Lesson: Everything is data mining
Fayola Peters, Tim Menzies, and Lucas Layman. 2015. LACE2: better privacy-preserving data sharing for cross project defect prediction. In Proceedings of the 37th International Conference on Software Engineering - Volume 1 (ICSE ‘15), Vol. 1. IEEE Press, Piscataway, NJ, USA, 801-811.
http://menzies.us/pdf/15lace2.pdf
Lace2
Before a community can learn general principles, it must share individual experiences. Data sharing is the fundamental step of cross project defect prediction, i.e. the process of using data from one project to predict for defects in another. Prior work on secure data sharing allowed data owners to share their data on a single-party basis for defect prediction via data minimization and obfuscation. However the studied method did not consider that bigger data required the data owner to share more of their data.
In this paper, we extend previous work with LACE2 which reduces the amount of data shared by using multi-party data sharing. Here:
- data owners incrementally add data to a cache passed among them and contribute “interesting” data that are not similar to the current content of the cache.
- before data owner i passes the cache to data owner j, privacy is preserved by applying obfuscation algorithms to hide project details.
The experiments of this paper show that (a) LACE2 is comparatively less expensive than the single-party approach and (b) the multi party approach of LACE2 yields higher privacy than the prior approach without damaging predictive efficacy (indeed, in some cases, LACE2 leads to better defect predictors).
Privacy concerns:
- At a keynote address at ESEM’11, Elaine Weyuker doubted that she will ever be able to release the AT&T data she used to build defect predictors
- Due to similar privacy concerns, we were only able to add seven records from two years of work to our NASA-wide software cost metrics repository.
- In a personal communication, Barry Boehm stated that he was able to publish less than 200 cost estimation records even after 30 years of COCOMO effort.
The LACE Approach
- Private data remains with data owner inside firewalls.
- All the algorithms are run behind firewalls by data owners. Hence, in LACE, there is no need for a central server or some third party privatization service.
- Most data are never shared. LACE prunes away most of the data while retaining “interesting” data points.

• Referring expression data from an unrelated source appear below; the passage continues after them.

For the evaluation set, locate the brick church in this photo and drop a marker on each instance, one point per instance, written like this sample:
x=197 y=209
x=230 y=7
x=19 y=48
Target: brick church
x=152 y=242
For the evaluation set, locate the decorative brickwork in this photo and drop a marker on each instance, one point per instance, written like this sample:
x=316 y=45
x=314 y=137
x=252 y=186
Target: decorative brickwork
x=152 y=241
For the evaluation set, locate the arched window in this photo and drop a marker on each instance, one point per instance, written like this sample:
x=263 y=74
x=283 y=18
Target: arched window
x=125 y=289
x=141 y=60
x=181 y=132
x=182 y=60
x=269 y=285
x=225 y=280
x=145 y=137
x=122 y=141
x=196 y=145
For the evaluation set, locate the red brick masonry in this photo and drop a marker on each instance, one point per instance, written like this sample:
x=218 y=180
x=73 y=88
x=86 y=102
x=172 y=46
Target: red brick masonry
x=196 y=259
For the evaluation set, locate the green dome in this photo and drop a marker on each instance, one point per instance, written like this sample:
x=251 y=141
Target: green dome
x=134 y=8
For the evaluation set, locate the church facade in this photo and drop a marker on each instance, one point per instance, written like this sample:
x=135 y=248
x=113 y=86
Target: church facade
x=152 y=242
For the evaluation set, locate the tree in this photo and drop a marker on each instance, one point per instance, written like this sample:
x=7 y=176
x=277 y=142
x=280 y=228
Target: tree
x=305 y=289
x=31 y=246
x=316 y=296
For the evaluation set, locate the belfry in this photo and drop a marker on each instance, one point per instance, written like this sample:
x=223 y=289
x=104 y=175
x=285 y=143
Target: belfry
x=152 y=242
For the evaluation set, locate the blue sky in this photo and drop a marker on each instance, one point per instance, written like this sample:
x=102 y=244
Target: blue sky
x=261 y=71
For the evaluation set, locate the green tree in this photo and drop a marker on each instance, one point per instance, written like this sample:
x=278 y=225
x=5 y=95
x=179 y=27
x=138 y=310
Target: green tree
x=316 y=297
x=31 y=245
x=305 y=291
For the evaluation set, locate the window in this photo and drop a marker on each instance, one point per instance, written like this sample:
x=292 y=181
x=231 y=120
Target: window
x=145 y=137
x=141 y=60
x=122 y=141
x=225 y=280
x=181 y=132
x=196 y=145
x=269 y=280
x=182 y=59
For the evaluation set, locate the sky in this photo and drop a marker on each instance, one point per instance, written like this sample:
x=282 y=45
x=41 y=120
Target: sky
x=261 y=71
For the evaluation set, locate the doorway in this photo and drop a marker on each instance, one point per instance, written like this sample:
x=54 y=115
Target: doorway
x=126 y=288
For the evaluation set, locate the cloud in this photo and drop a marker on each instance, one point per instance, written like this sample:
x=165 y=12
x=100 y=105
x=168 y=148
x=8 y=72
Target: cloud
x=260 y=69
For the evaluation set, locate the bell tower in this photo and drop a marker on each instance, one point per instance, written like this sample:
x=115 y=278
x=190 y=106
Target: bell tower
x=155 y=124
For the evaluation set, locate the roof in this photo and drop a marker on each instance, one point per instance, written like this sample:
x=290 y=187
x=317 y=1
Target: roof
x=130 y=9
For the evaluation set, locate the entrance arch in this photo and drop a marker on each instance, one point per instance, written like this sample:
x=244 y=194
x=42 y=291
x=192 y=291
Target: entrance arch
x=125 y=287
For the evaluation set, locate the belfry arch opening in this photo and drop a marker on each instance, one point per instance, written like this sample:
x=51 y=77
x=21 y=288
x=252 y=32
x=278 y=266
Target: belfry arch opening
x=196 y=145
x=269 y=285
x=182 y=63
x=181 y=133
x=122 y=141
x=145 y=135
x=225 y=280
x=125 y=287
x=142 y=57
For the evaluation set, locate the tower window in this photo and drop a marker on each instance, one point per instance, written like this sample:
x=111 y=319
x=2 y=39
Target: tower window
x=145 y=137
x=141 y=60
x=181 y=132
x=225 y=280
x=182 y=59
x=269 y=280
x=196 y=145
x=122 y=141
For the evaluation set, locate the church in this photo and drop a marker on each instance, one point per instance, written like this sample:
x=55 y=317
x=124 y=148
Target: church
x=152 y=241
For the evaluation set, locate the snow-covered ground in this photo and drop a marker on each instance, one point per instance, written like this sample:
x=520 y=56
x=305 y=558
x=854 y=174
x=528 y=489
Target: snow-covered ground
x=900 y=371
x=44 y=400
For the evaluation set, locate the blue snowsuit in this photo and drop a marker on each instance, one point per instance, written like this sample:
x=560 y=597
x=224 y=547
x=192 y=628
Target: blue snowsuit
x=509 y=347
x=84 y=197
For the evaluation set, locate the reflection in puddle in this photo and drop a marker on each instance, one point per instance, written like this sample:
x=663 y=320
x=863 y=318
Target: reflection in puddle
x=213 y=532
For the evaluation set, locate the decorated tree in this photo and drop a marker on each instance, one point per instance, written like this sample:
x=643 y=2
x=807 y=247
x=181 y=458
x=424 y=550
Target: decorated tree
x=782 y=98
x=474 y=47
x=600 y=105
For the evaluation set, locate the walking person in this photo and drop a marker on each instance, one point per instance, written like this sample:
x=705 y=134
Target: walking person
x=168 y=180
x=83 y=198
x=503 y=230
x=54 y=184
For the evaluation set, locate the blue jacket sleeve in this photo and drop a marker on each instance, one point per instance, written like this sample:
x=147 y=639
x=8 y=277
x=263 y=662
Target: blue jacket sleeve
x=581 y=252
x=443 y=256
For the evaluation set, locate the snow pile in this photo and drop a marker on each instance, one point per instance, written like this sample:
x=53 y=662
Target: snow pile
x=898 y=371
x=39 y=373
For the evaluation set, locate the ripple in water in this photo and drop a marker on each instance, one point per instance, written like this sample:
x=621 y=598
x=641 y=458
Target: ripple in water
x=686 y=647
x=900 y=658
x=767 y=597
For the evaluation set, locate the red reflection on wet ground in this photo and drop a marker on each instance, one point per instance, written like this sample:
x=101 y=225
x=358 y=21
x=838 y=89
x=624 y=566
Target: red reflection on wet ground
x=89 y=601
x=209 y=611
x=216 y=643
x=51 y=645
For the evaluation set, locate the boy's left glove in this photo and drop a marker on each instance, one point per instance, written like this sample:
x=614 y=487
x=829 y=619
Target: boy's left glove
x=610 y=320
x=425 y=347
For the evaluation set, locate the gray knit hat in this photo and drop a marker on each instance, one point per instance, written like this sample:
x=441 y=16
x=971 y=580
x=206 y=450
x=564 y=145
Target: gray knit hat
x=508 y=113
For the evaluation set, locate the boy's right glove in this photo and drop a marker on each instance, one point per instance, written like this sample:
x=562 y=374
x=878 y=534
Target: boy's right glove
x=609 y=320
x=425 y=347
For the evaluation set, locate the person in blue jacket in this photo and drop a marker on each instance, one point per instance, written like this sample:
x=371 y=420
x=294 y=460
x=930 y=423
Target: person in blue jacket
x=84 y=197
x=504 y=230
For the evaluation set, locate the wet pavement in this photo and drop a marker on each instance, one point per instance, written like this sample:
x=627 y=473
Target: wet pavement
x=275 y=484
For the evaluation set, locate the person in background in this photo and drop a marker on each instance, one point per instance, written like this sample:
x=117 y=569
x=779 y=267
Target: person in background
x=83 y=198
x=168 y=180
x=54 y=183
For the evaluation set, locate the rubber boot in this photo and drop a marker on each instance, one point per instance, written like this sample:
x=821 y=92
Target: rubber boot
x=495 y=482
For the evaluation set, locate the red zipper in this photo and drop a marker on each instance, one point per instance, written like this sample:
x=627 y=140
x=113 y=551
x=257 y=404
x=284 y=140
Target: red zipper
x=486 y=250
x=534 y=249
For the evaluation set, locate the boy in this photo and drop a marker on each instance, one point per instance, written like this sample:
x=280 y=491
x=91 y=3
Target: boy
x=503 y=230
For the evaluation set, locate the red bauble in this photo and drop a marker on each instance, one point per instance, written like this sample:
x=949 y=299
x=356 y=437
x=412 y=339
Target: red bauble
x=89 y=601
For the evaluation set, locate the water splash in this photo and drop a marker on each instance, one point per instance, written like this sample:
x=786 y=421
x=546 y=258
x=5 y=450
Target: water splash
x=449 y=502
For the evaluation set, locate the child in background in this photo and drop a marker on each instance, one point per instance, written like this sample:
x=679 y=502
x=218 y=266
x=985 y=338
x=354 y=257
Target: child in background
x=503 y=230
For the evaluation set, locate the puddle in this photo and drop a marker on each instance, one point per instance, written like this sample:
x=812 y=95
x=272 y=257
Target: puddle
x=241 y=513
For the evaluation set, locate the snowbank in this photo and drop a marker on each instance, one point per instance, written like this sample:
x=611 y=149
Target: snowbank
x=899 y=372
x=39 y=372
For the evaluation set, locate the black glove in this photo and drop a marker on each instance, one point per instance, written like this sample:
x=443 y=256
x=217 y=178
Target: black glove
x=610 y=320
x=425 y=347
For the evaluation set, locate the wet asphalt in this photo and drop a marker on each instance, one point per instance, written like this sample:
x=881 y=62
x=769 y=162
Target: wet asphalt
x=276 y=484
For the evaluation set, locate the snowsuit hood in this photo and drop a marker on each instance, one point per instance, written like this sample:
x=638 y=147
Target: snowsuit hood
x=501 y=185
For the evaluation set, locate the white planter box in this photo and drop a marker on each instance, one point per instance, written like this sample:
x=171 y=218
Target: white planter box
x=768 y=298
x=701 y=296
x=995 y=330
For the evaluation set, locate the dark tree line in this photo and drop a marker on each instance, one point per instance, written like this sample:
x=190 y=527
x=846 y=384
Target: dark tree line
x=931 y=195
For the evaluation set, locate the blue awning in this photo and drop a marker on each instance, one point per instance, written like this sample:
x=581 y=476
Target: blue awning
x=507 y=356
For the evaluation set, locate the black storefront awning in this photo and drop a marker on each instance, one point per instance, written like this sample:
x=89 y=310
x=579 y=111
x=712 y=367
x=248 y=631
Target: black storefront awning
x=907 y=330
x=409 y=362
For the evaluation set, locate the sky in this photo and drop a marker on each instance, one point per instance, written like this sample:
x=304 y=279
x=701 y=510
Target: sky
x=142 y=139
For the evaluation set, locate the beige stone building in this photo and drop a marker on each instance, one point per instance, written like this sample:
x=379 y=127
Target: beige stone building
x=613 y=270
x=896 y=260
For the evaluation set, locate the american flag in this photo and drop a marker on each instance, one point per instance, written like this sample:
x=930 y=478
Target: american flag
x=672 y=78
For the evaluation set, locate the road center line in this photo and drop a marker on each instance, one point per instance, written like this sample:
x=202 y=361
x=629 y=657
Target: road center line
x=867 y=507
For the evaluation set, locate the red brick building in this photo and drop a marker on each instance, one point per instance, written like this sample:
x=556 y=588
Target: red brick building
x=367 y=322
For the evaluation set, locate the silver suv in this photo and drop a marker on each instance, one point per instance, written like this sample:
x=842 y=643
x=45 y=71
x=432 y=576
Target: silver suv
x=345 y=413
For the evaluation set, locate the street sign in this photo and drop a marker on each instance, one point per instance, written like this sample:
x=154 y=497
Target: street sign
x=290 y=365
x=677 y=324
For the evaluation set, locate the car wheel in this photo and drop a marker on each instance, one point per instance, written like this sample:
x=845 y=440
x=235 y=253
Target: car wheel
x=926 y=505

- The shared data are obfuscated such that queries to that data return different values than in the raw data.
- Obfuscation of the data does not change the classifications of the training data. That is, LACE privatizes data without damaging data mining efficacy.
The Privacy problem:
Privacy threats are classified as
- identity disclosure or re-identification,
- membership disclosure,
- sensitive attribute disclosure
Lace2 directly addresses 3; indirectly addresses 1,2
Re-identification occurs
An attacker uses external information such as a voters list, can re-identify an individual from data that has been stripped of personally identifiable information such as a social security number. Prominent examples of this are the re-identification of Governor William Weld from released health-care data and Thelma Arnold from the AOL search data.
Membership disclosure
Focuses on protecting a person’s micro data.
- If an attacker is able to confirm that the target’s data is contained in a particular data set.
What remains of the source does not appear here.